Pre-trained Vision Foundation Models (VFMs) provide strong visual representations for a wide range of applications. In this paper, we continually pre-train prevailing VFMs in a multimodal manner such that they can effortlessly process visual inputs of varying sizes and produce visual representations that are more aligned with language representations, regardless of their original pre-training process. To this end, we introduce CoMP, a carefully designed multimodal pre-training pipeline. CoMP uses a Continual Rotary Position Embedding to accommodate visual inputs with different resolutions, and an Alignment Loss between visual and textual features for better cross-modal alignment. After continual pre-training, leading VFMs like DINOv2, SigLIP and AIMv2 achieve remarkable improvements not only in multimodal understanding tasks but also in generic classification and segmentation tasks. Remarkably, CoMP-AIMv2 achieves scores of 64.9 on ChartQA with a 0.5B LLM, while maintaining an 87.3% accuracy on ImageNet-1K and a 51.8 mIoU on ADE20K under frozen chunk evaluation.

Paper Structure

This paper contains 17 sections, 9 equations, 3 figures, 14 tables.

Figures (3)

  • Figure 1: Overview of CoMP. Our method accepts an image at native resolution and its corresponding text.
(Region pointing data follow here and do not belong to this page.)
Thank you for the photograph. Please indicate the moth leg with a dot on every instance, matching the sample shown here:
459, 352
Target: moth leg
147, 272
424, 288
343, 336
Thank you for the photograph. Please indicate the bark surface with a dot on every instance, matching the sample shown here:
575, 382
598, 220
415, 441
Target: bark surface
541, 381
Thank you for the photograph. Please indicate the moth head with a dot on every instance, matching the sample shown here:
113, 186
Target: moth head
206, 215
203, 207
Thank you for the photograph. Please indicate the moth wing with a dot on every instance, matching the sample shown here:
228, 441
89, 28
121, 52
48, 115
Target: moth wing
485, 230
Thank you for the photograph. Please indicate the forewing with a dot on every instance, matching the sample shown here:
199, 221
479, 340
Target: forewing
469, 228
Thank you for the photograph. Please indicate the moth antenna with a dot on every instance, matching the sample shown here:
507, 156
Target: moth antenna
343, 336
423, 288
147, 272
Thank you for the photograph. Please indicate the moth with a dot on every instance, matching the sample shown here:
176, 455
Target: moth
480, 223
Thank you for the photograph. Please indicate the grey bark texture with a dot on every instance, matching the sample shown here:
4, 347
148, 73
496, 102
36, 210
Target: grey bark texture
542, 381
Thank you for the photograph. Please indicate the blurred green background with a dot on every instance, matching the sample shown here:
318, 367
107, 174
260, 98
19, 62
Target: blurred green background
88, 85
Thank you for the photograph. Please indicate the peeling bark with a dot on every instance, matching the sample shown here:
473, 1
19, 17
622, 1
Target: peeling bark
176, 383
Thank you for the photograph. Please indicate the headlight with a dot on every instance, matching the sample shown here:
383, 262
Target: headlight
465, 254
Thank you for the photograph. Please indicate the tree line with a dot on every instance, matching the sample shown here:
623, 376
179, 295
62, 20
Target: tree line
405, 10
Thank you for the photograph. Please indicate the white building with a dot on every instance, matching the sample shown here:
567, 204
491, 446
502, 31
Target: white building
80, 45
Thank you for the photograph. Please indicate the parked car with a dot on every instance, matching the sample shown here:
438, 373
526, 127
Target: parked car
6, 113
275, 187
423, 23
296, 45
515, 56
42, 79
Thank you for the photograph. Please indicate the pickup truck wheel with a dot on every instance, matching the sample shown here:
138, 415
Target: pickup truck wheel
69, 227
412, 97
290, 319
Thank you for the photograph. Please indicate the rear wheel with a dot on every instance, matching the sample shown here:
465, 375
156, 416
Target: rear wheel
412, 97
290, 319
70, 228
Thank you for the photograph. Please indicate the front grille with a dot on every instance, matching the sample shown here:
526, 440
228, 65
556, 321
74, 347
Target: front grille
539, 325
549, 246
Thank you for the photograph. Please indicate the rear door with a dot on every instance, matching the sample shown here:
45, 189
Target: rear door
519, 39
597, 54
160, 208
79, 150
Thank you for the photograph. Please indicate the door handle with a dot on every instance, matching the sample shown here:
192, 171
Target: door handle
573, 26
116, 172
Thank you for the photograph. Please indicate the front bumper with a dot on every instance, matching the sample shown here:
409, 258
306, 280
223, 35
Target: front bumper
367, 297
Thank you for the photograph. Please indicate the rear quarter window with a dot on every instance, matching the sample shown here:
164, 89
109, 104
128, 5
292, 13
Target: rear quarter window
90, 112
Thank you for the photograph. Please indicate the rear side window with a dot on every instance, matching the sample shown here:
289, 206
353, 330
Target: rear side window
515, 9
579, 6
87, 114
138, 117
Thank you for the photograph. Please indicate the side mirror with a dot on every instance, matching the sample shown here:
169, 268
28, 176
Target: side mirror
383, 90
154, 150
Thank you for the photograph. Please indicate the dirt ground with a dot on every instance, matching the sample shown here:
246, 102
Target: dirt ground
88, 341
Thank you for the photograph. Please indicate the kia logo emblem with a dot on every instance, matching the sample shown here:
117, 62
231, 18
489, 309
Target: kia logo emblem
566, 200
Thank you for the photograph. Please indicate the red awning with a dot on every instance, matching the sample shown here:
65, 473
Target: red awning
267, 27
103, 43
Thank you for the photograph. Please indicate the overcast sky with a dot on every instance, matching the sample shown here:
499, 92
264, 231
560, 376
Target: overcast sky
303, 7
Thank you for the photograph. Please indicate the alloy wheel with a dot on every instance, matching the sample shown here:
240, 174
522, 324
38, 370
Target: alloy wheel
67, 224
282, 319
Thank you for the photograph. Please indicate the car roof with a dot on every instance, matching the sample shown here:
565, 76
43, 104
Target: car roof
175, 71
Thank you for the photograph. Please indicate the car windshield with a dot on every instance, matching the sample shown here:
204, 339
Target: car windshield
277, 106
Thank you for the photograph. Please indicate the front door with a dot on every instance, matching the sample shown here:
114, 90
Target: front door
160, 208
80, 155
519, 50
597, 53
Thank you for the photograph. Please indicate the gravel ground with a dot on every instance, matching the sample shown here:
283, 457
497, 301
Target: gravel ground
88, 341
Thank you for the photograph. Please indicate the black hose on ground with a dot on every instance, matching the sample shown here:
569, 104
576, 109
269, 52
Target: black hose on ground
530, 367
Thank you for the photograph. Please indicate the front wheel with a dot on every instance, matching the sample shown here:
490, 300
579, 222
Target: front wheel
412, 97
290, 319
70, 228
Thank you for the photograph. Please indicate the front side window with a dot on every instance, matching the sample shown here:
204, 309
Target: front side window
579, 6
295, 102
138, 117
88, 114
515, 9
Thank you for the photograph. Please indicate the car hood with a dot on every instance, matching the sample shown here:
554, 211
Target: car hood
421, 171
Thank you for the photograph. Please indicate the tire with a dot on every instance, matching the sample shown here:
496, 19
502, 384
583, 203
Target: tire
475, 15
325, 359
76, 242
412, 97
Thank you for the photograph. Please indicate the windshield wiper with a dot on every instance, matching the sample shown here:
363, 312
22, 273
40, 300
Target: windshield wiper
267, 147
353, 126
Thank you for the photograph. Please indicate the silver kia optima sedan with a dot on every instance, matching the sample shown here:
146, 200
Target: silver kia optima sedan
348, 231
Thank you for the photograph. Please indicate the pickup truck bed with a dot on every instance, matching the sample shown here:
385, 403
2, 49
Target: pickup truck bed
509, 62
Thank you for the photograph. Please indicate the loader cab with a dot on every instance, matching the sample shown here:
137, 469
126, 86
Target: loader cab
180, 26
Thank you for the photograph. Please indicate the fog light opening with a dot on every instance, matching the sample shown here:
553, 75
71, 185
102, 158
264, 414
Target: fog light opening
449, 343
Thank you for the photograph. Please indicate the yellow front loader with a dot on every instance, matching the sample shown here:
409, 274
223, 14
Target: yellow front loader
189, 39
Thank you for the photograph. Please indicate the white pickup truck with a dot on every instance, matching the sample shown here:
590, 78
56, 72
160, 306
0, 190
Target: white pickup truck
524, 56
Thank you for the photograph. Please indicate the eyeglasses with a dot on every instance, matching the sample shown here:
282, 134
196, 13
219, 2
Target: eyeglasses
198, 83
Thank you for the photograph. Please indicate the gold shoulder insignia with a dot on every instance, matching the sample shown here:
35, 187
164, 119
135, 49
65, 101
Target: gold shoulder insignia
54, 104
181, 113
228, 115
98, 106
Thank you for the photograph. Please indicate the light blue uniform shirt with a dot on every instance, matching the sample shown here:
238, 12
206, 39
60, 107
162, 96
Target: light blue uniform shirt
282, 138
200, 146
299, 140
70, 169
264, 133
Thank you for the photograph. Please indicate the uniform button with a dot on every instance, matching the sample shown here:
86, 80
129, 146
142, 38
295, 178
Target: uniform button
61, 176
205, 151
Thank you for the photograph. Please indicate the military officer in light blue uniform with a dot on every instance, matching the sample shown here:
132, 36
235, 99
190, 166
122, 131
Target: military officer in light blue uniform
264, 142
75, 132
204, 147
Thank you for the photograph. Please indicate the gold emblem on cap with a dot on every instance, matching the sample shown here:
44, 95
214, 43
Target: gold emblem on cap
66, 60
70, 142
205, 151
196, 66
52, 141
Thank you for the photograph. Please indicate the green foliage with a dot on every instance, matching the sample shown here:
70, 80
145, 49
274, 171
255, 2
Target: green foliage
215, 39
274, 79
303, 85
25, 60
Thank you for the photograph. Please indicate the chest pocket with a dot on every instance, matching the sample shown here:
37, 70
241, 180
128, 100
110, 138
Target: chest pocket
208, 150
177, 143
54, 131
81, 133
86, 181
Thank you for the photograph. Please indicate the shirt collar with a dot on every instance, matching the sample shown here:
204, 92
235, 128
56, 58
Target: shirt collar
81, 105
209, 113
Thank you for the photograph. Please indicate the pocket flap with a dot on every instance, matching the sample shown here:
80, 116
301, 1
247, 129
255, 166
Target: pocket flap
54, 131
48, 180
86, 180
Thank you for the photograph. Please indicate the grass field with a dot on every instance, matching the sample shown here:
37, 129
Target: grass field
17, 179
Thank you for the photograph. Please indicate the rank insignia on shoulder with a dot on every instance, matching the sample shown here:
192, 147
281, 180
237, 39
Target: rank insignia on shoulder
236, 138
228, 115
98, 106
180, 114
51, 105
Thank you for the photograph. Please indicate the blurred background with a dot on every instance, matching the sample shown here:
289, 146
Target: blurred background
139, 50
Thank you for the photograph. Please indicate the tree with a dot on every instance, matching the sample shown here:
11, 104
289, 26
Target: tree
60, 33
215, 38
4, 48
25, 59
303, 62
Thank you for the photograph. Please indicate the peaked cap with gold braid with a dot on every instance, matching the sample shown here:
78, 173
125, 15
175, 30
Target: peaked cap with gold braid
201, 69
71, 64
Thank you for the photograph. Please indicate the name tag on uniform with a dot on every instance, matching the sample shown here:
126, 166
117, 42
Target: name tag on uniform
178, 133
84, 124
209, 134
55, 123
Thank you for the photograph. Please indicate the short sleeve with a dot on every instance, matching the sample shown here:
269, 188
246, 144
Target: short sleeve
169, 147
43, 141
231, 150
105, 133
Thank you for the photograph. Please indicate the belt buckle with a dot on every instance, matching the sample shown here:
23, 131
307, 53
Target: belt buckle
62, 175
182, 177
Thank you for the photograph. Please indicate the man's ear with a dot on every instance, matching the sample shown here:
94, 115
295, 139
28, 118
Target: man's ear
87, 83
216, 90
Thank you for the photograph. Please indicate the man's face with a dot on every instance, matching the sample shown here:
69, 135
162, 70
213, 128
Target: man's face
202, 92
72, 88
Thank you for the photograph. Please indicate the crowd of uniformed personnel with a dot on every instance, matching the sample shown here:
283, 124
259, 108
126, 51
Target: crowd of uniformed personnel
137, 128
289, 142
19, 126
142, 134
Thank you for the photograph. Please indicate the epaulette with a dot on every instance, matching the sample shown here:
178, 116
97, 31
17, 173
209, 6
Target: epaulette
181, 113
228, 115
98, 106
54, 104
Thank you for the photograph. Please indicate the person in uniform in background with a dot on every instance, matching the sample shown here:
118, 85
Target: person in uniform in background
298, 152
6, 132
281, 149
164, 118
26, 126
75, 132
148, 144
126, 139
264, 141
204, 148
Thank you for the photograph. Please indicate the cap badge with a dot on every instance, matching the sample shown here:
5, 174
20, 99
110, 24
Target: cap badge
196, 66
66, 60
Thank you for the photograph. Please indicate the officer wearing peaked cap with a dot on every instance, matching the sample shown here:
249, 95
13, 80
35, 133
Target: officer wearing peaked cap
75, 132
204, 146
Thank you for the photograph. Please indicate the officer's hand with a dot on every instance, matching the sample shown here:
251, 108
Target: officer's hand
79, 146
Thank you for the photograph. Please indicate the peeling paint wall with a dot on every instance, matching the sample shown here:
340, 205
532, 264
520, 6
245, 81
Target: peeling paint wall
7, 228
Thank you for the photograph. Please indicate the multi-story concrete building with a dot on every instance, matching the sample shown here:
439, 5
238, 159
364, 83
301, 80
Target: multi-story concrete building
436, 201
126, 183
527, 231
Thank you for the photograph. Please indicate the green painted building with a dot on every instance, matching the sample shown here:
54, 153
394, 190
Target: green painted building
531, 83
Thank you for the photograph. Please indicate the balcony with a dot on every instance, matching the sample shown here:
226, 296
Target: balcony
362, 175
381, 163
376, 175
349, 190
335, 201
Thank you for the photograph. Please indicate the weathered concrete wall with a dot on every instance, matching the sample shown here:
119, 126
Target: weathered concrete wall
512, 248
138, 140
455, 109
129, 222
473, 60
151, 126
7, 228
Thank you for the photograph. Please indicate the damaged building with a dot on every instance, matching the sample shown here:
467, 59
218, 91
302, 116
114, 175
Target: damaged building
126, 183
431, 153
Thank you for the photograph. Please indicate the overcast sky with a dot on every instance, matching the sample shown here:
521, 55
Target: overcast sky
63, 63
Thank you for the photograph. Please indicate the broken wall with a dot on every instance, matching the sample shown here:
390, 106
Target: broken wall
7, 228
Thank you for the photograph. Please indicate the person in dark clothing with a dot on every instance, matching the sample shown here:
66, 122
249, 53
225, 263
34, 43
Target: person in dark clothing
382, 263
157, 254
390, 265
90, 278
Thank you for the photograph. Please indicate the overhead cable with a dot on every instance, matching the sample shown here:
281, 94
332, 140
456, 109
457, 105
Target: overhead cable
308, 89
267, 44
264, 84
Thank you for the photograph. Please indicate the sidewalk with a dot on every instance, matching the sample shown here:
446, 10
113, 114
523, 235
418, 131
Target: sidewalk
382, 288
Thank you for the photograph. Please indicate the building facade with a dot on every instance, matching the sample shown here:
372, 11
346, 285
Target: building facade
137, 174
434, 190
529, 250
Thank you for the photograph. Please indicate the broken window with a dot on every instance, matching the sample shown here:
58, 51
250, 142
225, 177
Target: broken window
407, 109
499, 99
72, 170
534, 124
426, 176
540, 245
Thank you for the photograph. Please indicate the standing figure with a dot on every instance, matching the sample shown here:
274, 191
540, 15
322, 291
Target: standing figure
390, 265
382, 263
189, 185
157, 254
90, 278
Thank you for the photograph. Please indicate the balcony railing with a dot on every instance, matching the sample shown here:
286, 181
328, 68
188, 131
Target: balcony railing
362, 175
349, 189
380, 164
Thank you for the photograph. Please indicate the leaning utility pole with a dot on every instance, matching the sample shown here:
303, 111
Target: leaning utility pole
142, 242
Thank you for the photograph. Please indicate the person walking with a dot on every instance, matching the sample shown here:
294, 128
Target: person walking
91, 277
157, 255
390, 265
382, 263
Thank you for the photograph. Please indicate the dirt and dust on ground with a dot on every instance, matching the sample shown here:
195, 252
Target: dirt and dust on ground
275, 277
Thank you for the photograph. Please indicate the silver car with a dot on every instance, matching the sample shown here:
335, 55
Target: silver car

Then, in addition to training through text decoding in next-token prediction paradigm, we also explicitly project the visual features into the language space of LLM using Alignment Loss.
  • Figure 2: Left: C-RoPE. For ease of visualization, the projection layers $\mathcal{P}roj_{q,k,v,o}$ and scale operators are omitted. We leverage both absolute learned position embedding and relative RoPE-2D rope2d to capture richer positional information. Right: Alignment Loss. We illustrate it in the case of one single pair of global vision and text features $\mathbf{F}_v$ and $\mathbf{F}_t$ for simplicity. $\mathbf{F}_v$ and $\mathbf{F}_t$ are mapped by frozen learned prototype $\mathbf{W}$, i.e., the word embedding of LLMs. Then, they are converted into normalized probabilities using the Softmax function and iterative Sinkhorn-Knopp algorithm sk, respectively. Finally, cross-entropy is applied as the loss. To prevent information leakage, the text features are extracted without image prefixes.
  • Figure 3: Varying the image resolution during inference. We investigate the impact of image resolution on DocVQA docvqa and ChartQA chartqa by our CoMP-MM-1B.